Opini
Kota sehat: Berpotensi sejahterakan warga, kenapa masih terkendala?
CISDI Secretariat • 19 Des 2024
Kementerian Kesehatan (Kemenkes) bersama Kementerian Dalam Negeri (Kemendagri) telah meluncurkan program Kabupaten Kota Sehat (KKS) sejak tahun 2005. Kebijakan ini bertujuan mewujudkan kabupaten/kota yang bersih, nyaman, aman, dan sehat untuk dihuni masyarakatnya.
Berdasarkan data Kemenkes pada 2024, sekitar 387 kabupaten/kota telah menyelenggarakan KKS, dari Kota Banda Aceh hingga Jayapura.
Sayangnya, penerapan KKS hingga saat ini belum maksimal sehingga masyarakat belum merasakan dampaknya secara signifikan. Contohnya, masyarakat di kawasan Indonesia Timur masih kesulitan mendapatkan pelayanan medis yang memadai akibat tidak meratanya akses layanan kesehatan di sana.
Padahal, jika diterapkan dengan optimal, program KKS dapat meningkatkan kualitas hidup masyarakat dan berpotensi mengurangi biaya kesehatan.
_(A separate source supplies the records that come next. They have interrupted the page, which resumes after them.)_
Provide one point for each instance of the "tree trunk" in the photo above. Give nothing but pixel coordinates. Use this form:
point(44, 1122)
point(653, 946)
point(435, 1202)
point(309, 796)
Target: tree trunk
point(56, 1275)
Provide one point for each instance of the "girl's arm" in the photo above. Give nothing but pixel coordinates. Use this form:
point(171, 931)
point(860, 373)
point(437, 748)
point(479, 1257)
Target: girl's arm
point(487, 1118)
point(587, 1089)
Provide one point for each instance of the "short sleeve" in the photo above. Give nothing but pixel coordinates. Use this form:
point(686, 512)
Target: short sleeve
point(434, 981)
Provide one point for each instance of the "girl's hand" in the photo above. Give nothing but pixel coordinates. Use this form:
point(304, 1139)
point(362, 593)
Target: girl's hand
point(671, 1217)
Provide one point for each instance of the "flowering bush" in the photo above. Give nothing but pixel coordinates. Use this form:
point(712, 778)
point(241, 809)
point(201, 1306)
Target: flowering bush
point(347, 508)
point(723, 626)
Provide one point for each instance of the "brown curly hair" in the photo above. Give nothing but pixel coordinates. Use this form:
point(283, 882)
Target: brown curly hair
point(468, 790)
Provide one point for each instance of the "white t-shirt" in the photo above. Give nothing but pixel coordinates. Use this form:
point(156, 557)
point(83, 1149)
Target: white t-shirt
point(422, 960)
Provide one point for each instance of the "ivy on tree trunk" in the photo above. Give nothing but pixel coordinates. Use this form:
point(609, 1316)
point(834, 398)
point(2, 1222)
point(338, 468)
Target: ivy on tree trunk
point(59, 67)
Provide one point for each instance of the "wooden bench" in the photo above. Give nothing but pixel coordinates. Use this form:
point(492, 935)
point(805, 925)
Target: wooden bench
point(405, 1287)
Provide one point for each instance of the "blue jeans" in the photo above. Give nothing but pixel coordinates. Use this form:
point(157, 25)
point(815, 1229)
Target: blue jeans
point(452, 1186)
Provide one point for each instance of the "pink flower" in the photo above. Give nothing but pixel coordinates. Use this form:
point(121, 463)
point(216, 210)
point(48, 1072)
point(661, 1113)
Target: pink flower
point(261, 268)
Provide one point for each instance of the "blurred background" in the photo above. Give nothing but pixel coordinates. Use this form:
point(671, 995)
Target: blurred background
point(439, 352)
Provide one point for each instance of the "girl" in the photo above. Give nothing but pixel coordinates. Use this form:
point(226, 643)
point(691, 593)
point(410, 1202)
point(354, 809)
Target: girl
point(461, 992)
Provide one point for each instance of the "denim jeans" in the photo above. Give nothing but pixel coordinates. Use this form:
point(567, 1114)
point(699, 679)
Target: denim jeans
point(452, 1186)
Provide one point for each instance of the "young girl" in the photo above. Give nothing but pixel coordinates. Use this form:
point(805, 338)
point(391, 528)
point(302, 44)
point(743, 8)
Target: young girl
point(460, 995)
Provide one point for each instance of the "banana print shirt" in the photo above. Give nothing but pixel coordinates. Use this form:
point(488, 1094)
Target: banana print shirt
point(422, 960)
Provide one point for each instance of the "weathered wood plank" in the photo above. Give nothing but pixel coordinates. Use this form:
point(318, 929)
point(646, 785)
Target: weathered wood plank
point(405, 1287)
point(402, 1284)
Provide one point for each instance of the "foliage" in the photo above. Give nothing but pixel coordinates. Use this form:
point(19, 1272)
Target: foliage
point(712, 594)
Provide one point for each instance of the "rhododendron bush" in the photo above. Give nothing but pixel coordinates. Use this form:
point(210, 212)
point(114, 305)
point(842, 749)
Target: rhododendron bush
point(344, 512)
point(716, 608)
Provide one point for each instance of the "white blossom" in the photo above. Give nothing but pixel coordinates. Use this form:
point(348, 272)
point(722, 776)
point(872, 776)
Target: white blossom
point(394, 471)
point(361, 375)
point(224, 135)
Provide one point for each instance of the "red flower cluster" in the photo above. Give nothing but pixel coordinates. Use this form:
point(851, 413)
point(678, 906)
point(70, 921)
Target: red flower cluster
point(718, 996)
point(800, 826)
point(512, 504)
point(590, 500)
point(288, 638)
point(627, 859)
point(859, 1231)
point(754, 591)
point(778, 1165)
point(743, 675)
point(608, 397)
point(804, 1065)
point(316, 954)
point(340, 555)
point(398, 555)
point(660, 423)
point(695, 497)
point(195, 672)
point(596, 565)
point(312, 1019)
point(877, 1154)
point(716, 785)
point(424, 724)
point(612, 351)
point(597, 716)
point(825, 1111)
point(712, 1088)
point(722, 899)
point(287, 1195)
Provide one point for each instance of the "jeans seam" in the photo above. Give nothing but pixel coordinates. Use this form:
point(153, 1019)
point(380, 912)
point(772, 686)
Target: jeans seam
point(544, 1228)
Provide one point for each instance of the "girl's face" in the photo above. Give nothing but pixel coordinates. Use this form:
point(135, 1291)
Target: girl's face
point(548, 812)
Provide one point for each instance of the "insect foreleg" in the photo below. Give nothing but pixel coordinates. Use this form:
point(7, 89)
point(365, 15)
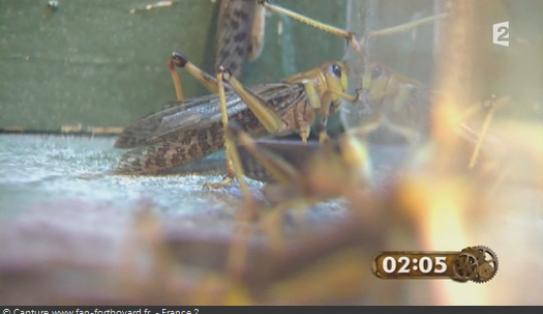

Pasalnya, KKS memiliki sembilan konsep penyelenggaraan yang dapat mewujudkan hal tersebut, termasuk mengutamakan kesehatan masyarakat dalam semua kebijakan, memberdayakan mereka, serta meningkatkan kualitas maupun akses layanan kesehatan dan sosial untuk masyarakat.
Pelaksanaan kota sehat belum maksimal
Penelitian di Amerika Serikat (AS) menunjukkan bahwa 80-90% kesehatan masyarakat dipengaruhi oleh faktor nonmedis berupa determinan sosial kesehatan atau social determinants of health (SDH), yaitu kondisi sosial yang memengaruhi kesempatan seseorang untuk menjadi sehat. SDH meliputi kondisi lingkungan, budaya, status sosial-ekonomi, akses terhadap infrastruktur, hingga kebijakan yang inklusif.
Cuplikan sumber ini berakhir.